Further, Keith Giffen's Supergirl: Matrix story is a real disappointment for an actual fan of the character. Certainly I recognize Giffen's work is often satirical, and this is meant to be such. Also that between Matrix, Ambush Bug, and Lady Quark, Giffen's story is more a send-up of the 1990s itself; if this had been an Ambush Bug story guest-starring Matrix and not vice versa, the tone might be entirely appropriate. But not only is the story silly, but also Giffen posits some odd continuity for Matrix and Lex Luthor II (the original Lex in a cloned body) where Matrix actually knows Lex is a bad guy but is still working for him, which doesn't fit the characters at all. I don't disagree that Matrix's character is absurd in a certain light, but she can also be taken seriously (see the Supergirl and Team Luthor special), and when we haven't had a Matrix story in so long it's unfortunate that it ends up the site of Giffen's antics. Artist Timothy Green has plenty details wrong, from Lex II's facial hair to the iconic LexCorp tower itself.

The lone bright spot in the book -- and even this seems somewhat accidental -- is Tony Bedard's Aquaman. Except for the fact that Aquaman has a hook for a hand, Bedard doesn't really use any important continuity from the era, and rather his "gets no respect" Aquaman is more tonally similar to Geoff Johns's New 52 Aquaman than to the Peter David version. That said, Bedard's exploration of how Aquaman deals with having no significant accessible water under the Convergence dome is very interesting, and there's additional entertainment in how shockingly bloody Aquaman's battle with Wildstorm's Deathblow is. In another book this story might not actually rank that high, but its surprises are notable given the predictability of the rest.
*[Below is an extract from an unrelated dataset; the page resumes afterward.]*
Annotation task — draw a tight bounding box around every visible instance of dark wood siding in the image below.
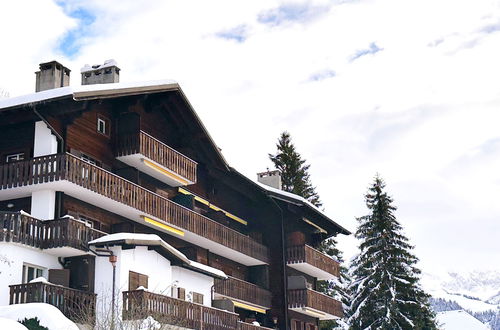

Unfortunately Convergence: Zero Hour Book Two ends the Convergence tie-in books I was really looking forward to. For completeness I'll read the Crisis and Infinite Earths books, but to some extent that's more of an academic exercise in visiting DC's historical properties; Flashpoint and Zero Hour were the miniseries that really had my heart. I won't be so maudlin as to say "you can't go home again" because I've enjoyed some of these ventures, but the last Zero Hour book leaves me more in mind of the failures than the successes.